Angle measurement is a significant topic in almost all areas of mathematics learning and also in many disciplines outside mathematics education, such as engineering and architecture. According to the literature, there are three common conceptions of angles – as union of rays, rotations, and wedges. Researchers argued that students must consider these three angle concepts together to construct a meaningful understanding of angles. However, the curriculum standards for mathematics often present these angle conceptions separately to students, probably resulting in a fragmented understanding of the angle concept. In addition to this problem, the research literature documents multiple alternative conceptions that students exhibit when they engage with static representations of angles, which is the prevalent way of the current teaching and learning of the concept. Consequently, this dissertation study aimed to explore how students may reason about angles when they engage in tasks that present angles dynamically and bridge the three conceptions. Specifically, this dissertation examined (a) the forms of reasoning that students exhibit as they engaged in dynamic digital tasks that bridged the three conceptions of angles, (b) the characteristics of the design (tasks, tools, and questioning) that supported particular forms of students’ reasoning, and (c) how the design evolved to support students’ reasoning for angles.

Prior research on dynamic measurement and quantitative reasoning guided the design of tasks in GeoGebra to prompt the students to examine how angles are generated and change dynamically. A design experiment methodology was followed to engineer particular forms of reasoning about angles in these dynamic situations and explore how the specific design supports these forms of reasoning. Video-recorded data were collected from four third-grade students working on the tasks individually. Two phases of data analysis were conducted – ongoing analysis and two levels of retrospective analysis. The ongoing analysis as each design experiment unfolded showed how students’ prior knowledge and in-the-moment reasoning about angles influenced the modification of the design.
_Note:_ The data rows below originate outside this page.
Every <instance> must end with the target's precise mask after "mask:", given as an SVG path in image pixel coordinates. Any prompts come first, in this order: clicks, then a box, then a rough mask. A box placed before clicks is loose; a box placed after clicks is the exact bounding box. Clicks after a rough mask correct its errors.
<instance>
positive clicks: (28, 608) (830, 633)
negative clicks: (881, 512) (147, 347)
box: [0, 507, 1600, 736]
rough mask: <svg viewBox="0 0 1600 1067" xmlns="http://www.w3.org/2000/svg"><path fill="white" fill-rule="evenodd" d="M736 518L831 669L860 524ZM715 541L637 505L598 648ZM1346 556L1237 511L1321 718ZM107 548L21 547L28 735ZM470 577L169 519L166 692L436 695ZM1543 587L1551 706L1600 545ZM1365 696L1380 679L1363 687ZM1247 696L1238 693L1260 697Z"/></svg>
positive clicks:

The first level of retrospective analysis conducted at the end of each design experiment illustrated four categories of student reasoning, namely reasoning about the three angle conceptions, constructing multiplicative comparisons between angles, reasoning about an angle as a discrete or continuous quantity, and measuring angles using multiplicative reasoning. The second level of retrospective analysis at the end of all design experiments crosscompared all students’ reasoning and demonstrated the specific characteristics of the design that supported students’ reasoning about angles in those four categories. These findings can be foundational for supporting students’ conceptual understanding of angles in both research and practice.